A Colômbia tem terras férteis e um clima favorável para o cultivo de flores. Na década de
1970, alguns fazendeiros começaram a dedicar‐se a essa actividade. Com o tempo,
descobriram que poderiam exportar para os Estados Unidos, onde as flores tinham preço
elevado. Criaram uma rota aérea para Miami e relaxaram. Anos depois, a Dinamarca, que
tem pouco terreno cultivável e clima agreste, desenvolveu uma tecnologia que lhe
permite exportar flores para o mercado americano por preço inferior. A primeira reacção
dos colombianos foi pedir subsídios ao governo. O resultado foi a ruptura total desse
mercado. «Os produtores de flores perdiam dinheiro e, desolados, diziam apenas: “A
culpa não é nossa”», afirmam dois economistas que acompanharam a ruína da
floricultura colombiana, Michael Fairbanks e Stace Lindsay, autores do livro Plowing the
Sea. O título é retirado de um trecho do epitáfio de Simón Bolívar, que dizia que tentar
fazer uma revolução na América Latina é como tentar plantar no mar — uma tarefa sem
grandes hipóteses de sucesso.
Actualmente, parece consenso que a resposta ao problema é o investimento em educação
e saúde. Trata‐se de saneamento básico, da universalização dos conceitos de higiene e de
escolas que preparem as pessoas para competir no mercado globalizado.Actualmente, 8
em 10 habitantes do planeta vivem em países pobres, três quintos não têm accesso a
saneamento, um terço não tem acesso a água potável e um quinto não se beneficia de
assistência médica. A África subsaariana, com 773 milhões de habitantes, tem menos
linhas de telefone do que Nova York. Um único morador da Califórnia consome mais
proteína, água, gasolina e eletricidade do que toda uma vila do Sudeste Asiático.

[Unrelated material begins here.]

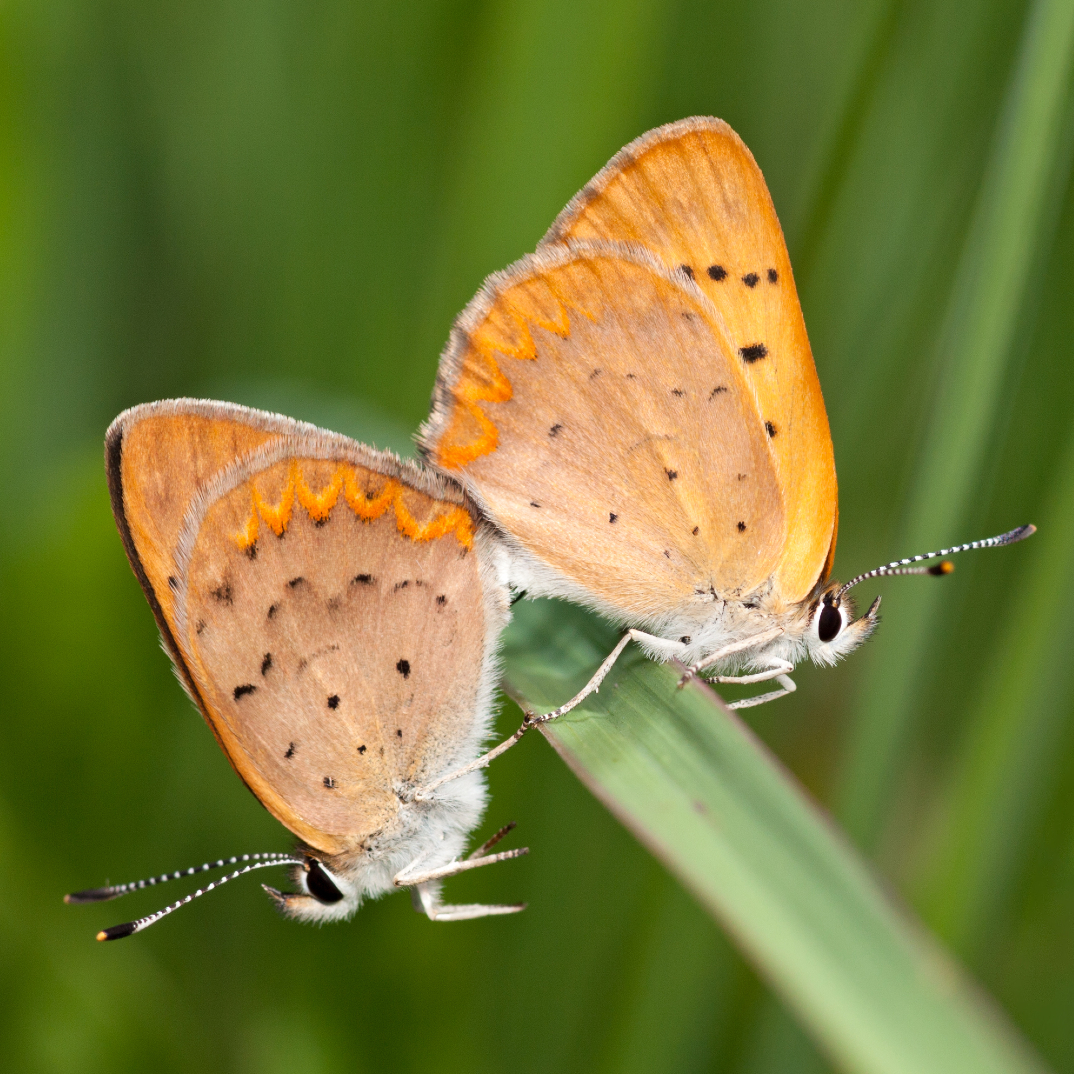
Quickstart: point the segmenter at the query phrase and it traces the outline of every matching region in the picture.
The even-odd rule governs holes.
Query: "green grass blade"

Como fenómeno económico dominante, sem modelo alternativo que lhe faça sombra, a
globalização se tornou o telhado de vidro da modernidade. Removeu pontos que
estrangulavam o desenvolvimento, permitiu investimento em transportes, comunicações,
saneamento básico. O PIB global vem dobrando a cada 25 anos. Entretanto aldeia global
é pequena demais para tamanha diferença de qualidade de vida entre os mais ricos e os
mais pobres. Uma vez constatado o triunfo da globalização capitalista, é hora de melhorar
a existência da maioria de miseráveis do planeta.